Synergy Improves Automated Scene Recognition

Richard Gaughan

In the same way that human vision provides sensory input to our brains, effective computer vision could provide unprecedented data input capabilities for automated systems. Computer vision, however, involves more than pixel intensities — it requires the ability to classify and identify objects within an image. But the promise of automatic object recognition is equaled by the technical challenge it presents.

The goal of computer vision is to enable an automated system to classify a scene and take appropriate action, which requires more than simple object recognition. Researchers are developing a method to integrate object recognition with viewpoint determination and surface geometry, using the synergy among the three to create a coherent scene analysis.
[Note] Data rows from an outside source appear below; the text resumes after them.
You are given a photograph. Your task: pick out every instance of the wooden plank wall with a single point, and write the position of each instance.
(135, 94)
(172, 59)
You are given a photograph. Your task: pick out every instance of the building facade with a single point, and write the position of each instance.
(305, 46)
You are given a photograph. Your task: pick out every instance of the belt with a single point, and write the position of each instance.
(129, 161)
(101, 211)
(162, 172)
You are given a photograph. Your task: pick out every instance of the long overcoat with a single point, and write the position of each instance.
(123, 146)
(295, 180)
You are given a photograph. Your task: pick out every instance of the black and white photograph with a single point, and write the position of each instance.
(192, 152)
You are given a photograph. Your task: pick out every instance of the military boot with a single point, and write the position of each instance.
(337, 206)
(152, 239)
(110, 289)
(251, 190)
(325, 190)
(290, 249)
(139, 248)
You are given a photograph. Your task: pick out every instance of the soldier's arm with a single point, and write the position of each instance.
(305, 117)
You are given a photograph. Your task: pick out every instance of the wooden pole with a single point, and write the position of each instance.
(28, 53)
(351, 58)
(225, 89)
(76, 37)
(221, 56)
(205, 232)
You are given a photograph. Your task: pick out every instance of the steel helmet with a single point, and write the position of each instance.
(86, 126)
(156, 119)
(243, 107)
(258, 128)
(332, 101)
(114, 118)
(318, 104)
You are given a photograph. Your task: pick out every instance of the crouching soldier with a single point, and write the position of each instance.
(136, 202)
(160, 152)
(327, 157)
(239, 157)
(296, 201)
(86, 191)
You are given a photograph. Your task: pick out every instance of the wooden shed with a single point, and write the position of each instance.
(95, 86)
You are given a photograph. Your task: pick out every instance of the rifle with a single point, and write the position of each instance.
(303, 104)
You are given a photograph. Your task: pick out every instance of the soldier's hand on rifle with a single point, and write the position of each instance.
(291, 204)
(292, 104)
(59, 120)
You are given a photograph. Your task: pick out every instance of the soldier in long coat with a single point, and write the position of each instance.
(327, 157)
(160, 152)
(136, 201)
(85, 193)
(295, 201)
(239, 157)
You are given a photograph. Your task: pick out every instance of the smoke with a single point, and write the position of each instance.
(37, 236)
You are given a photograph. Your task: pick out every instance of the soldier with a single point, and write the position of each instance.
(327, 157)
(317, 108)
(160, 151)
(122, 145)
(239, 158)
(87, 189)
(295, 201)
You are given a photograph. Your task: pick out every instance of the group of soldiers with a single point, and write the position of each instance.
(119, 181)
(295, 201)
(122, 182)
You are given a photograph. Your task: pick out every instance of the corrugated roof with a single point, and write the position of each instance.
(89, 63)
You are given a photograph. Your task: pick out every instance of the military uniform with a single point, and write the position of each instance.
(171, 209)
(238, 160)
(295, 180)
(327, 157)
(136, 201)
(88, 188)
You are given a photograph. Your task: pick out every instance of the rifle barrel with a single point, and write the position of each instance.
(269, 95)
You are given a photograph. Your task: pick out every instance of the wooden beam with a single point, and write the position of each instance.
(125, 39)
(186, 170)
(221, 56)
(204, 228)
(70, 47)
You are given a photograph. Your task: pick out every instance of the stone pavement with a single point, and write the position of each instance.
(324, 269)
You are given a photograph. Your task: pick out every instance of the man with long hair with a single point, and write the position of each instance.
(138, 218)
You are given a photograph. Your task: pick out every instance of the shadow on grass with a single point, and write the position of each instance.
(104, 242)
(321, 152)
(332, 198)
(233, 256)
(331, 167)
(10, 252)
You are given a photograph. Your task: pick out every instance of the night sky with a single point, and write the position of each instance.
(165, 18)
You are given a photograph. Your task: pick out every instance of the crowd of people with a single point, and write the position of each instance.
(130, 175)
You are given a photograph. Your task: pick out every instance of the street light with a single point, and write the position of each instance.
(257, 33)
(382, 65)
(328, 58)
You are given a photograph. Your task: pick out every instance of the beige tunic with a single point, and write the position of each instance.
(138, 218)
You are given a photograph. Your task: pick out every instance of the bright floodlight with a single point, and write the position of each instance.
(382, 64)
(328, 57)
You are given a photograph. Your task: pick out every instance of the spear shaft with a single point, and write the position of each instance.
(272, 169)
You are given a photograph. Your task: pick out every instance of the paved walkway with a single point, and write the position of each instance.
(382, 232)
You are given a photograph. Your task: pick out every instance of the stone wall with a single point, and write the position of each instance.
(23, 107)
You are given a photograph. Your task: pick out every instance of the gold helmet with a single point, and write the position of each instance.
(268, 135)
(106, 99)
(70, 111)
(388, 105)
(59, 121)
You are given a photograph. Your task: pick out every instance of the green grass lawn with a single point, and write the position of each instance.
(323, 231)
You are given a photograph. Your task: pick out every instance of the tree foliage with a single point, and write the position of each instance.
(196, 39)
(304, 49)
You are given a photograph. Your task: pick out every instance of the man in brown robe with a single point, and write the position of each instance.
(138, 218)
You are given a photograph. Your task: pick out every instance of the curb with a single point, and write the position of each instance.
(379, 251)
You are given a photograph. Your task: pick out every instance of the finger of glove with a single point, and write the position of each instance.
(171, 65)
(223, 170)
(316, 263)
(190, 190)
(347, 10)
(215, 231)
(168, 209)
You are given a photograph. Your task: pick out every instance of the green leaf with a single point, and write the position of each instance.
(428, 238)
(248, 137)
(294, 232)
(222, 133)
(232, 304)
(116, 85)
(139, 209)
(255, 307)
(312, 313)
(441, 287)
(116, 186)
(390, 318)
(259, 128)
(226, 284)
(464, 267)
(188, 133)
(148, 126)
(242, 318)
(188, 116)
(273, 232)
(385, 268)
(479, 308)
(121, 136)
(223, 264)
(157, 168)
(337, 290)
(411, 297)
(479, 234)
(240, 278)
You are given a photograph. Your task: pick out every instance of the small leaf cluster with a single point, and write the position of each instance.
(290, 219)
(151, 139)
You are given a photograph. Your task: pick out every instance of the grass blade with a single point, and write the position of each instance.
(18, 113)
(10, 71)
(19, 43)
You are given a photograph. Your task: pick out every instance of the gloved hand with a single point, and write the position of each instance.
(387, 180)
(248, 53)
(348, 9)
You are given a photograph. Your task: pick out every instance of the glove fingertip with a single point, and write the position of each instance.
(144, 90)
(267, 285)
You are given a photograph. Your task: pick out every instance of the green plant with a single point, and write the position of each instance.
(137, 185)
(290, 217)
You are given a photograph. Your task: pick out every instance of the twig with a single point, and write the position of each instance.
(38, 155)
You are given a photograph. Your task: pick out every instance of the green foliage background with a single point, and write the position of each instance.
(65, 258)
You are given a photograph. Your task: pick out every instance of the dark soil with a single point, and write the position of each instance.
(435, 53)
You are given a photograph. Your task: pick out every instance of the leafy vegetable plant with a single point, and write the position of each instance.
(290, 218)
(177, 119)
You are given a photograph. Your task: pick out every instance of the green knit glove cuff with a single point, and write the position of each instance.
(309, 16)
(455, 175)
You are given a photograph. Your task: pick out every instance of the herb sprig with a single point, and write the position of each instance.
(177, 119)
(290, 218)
For example, applying the synergistic technique to an image (top) improves the system’s ability to recognize cars (bottom).

Our brains recognize objects by correlating past experiences, contextual clues and input from other sensory systems. To ask a computer to consistently recognize objects based simply on area, orientation or pixel intensities is ambitious. Now researchers at Carnegie Mellon University in Pittsburgh have developed a method of integrating several levels of image information to gain a coherent understanding of an entire scene, including its objects, its surfaces and its perspectives.
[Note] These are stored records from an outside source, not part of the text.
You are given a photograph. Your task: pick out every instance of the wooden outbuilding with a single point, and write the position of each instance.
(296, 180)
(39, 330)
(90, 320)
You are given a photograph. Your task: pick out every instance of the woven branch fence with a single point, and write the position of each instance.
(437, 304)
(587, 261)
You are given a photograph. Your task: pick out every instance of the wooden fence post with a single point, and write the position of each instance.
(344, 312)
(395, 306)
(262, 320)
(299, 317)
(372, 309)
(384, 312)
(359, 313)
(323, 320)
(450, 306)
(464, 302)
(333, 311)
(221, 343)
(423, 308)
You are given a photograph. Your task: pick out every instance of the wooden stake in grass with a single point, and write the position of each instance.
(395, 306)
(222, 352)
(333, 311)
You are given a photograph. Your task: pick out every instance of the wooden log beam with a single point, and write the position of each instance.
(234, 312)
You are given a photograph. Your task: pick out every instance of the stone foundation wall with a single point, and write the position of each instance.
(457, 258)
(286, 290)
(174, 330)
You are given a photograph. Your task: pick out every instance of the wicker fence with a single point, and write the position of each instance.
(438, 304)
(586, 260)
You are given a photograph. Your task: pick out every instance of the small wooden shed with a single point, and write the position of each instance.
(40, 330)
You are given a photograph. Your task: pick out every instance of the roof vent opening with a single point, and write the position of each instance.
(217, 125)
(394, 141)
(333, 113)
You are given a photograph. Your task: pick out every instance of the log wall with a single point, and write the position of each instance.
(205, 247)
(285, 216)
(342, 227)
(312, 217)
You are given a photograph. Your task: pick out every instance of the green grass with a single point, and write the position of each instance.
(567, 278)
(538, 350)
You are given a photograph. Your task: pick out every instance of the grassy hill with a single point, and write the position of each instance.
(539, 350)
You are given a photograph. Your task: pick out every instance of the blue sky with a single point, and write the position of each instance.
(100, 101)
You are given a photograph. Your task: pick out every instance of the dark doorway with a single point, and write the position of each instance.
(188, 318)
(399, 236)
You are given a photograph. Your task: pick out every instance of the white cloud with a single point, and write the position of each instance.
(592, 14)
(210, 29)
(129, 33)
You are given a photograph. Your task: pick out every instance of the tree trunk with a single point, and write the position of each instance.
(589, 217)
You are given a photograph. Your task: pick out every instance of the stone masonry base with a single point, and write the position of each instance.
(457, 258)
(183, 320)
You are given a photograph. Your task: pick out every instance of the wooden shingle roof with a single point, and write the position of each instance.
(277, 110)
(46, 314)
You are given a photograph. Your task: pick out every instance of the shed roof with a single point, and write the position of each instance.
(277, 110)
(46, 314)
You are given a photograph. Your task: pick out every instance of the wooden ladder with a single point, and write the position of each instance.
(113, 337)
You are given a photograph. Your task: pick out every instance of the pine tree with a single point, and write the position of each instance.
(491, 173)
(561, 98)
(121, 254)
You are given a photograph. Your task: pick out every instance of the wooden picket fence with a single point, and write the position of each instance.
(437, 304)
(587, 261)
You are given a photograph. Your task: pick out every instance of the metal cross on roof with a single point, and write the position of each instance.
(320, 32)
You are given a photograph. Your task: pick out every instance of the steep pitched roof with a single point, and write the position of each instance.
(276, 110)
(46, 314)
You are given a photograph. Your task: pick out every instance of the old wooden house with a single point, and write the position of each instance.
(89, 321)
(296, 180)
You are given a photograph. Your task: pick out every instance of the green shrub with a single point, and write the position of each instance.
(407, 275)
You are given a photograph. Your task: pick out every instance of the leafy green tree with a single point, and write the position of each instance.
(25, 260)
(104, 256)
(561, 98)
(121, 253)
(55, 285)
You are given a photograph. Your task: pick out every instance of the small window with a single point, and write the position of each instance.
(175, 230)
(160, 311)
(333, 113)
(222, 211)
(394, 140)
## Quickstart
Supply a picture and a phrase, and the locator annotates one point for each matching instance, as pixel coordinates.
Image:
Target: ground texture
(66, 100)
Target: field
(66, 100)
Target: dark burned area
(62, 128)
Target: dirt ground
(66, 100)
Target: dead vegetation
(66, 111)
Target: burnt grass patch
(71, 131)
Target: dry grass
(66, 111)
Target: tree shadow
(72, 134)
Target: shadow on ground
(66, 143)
The technique integrates three facets of image information: camera viewpoint, object classification and surface geometry. The key innovation is recognizing that each of these parameters influences and improves perception of the others. In an outdoor scene, for example, if the ground level is identified, then a block of windows midway up the side of a building is less likely to be classified as a car, even if the pixel intensities and orientation might otherwise imply that a car exists at that height. But the inference also works in the opposite way: If a line of car-shaped objects is receding into the distance, the probability is high that the objects are at ground level.
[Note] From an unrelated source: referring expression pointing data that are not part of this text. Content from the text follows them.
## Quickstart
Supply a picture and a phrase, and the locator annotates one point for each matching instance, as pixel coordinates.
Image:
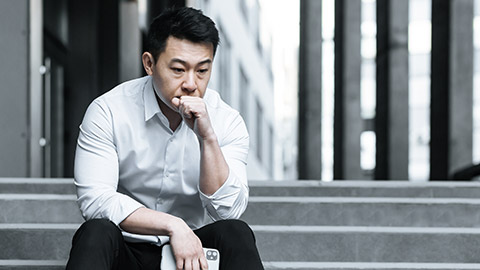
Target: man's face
(183, 69)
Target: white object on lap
(168, 260)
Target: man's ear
(148, 62)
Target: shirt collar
(150, 101)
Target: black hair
(182, 23)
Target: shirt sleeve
(231, 199)
(96, 168)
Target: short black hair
(183, 23)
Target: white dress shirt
(127, 157)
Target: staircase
(299, 225)
(353, 225)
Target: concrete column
(14, 89)
(348, 123)
(310, 96)
(451, 87)
(130, 50)
(391, 121)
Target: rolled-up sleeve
(96, 169)
(231, 199)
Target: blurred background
(329, 90)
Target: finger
(203, 262)
(180, 264)
(188, 265)
(195, 265)
(176, 102)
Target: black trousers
(99, 244)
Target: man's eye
(177, 70)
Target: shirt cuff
(225, 196)
(124, 209)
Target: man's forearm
(213, 167)
(150, 222)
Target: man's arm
(186, 245)
(223, 180)
(214, 169)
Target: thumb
(176, 102)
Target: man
(161, 156)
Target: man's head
(181, 47)
(182, 23)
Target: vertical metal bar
(47, 114)
(35, 97)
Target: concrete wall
(14, 78)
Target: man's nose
(189, 84)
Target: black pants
(99, 244)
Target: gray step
(368, 244)
(441, 189)
(37, 185)
(32, 264)
(353, 211)
(285, 243)
(356, 211)
(36, 241)
(39, 208)
(365, 266)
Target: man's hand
(194, 112)
(187, 248)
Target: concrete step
(37, 185)
(32, 264)
(357, 211)
(39, 208)
(36, 241)
(285, 243)
(368, 244)
(350, 211)
(441, 189)
(331, 211)
(365, 266)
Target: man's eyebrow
(183, 62)
(177, 60)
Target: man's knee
(236, 232)
(98, 232)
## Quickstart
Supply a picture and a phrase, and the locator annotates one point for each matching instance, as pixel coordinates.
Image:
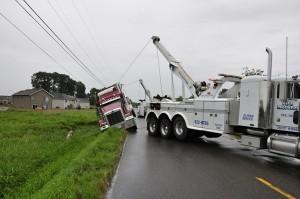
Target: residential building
(32, 99)
(83, 102)
(63, 101)
(5, 100)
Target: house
(32, 99)
(5, 100)
(63, 101)
(83, 102)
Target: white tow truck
(264, 110)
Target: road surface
(151, 167)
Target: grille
(115, 117)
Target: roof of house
(5, 97)
(62, 96)
(29, 92)
(83, 100)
Derek Hoiem, Alexei A. Efros and Martial Hebert of the university’s Robotics Institute are developing an algorithm that enables each of the three classes of image information to improve the other two. The result is a net improvement in the fidelity of object recognition, even for complex, cluttered scenes with multiple pedestrians and cars.

According to Hoiem, the algorithm goes beyond the independent and local processing that is prevalent in recent computer vision efforts, and toward the broader problem of scene understanding.